Pages: Mark (or delete) paragraphs that have a certain language?

Is it possible to mark (or delete) paragraphs that have a certain language (e.g. German or English), as automatically detected by Pages?

(The purpose is to to count all text in a document with German and English, that’s not in English.)

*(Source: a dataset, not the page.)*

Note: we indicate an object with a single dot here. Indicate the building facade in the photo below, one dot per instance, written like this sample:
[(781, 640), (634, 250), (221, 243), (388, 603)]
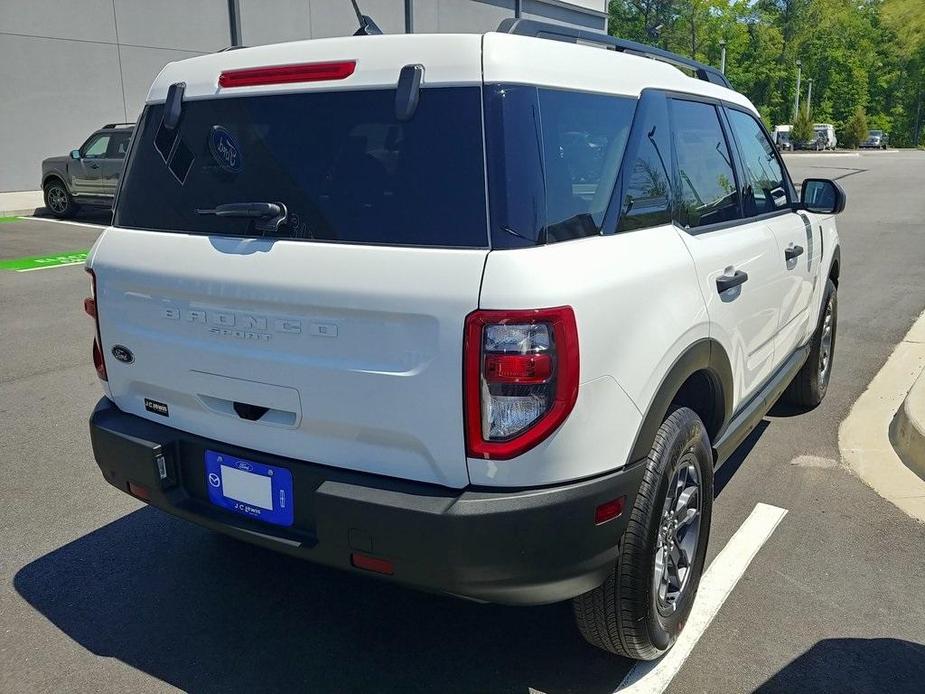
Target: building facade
[(68, 67)]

It’s always a complete paragraph that has a certain language.

Hi,

Marking English paragraphs with BLUE color (for German paragraphs use German alphabet):


set englishAlphabet to {" ", "!", "\"", "#", "$", "%", "&", "'", "(", ")", "*", "+", ",", "-", ".", "/", "0", "1", "2", "3", "4", "5", "6", "7", "8", "9", ":", ";", "<", "=", ">", "?", "@", "A", "B", "C", "D", "E", "F", "G", "H", "I", "J", "K", "L", "M", "N", "O", "P", "Q", "R", "S", "T", "U", "V", "W", "X", "Y", "Z", "[", "\\", "]", "^", "_", "`", "a", "b", "c", "d", "e", "f", "g", "h", "i", "j", "k", "l", "m", "n", "o", "p", "q", "r", "s", "t", "u", "v", "w", "x", "y", "z", "{", "|", "}", "~", ""}

tell application "Pages" to tell document 1
	repeat with textItem in (get text items)
		tell textItem
			set theParagraphs to paragraphs of object text
			repeat with i from 1 to count theParagraphs
				set theParagraph to item i of theParagraphs
				set isEnglish to true
				repeat with char in (get characters of theParagraph)
					if not (contents of char is in englishAlphabet) then
						set isEnglish to false
						exit repeat
					end if
				end repeat
				-- MARK English text with BLUE color:
				if isEnglish then set color of paragraph i of object text to {0, 0, 65535}
			end repeat
		end tell
	end repeat
end tell

Do delete paragraph directly, use this instead of color setting:


if isEnglish then delete paragraph i of object text

This should delete all the English paragraphs:

use AppleScript version "2.4" -- Yosemite (10.10) or later
use framework "Foundation"
use scripting additions

set theLangs to {}
tell application id "com.apple.iWork.Pages" -- Pages
	tell document 1
		set theParagraphs to paragraphs of body text
		repeat with i from (count of theParagraphs) to 1 by -1
			if length of item i of theParagraphs > 1 then
				set theLanguage to (my guessLanguageOf:(item i of theParagraphs))
				-- will be "en", "de", etc
				if theLanguage = "en" then
					delete paragraph i of body text
				end if
			end if
		end repeat
	end tell
end tell

on guessLanguageOf:theString
	set theTagger to current application's NSLinguisticTagger's alloc()'s initWithTagSchemes:{current application's NSLinguisticTagSchemeLanguage} options:0
	theTagger's setString:theString
	set languageID to theTagger's tagAtIndex:0 |scheme|:(current application's NSLinguisticTagSchemeLanguage) tokenRange:(missing value) sentenceRange:(missing value)
	return languageID as text
end guessLanguageOf:

This AppleScript solution uses the trans shell script command. In Terminal.app, the translate-shell can be installed using Homebrew or MacPorts.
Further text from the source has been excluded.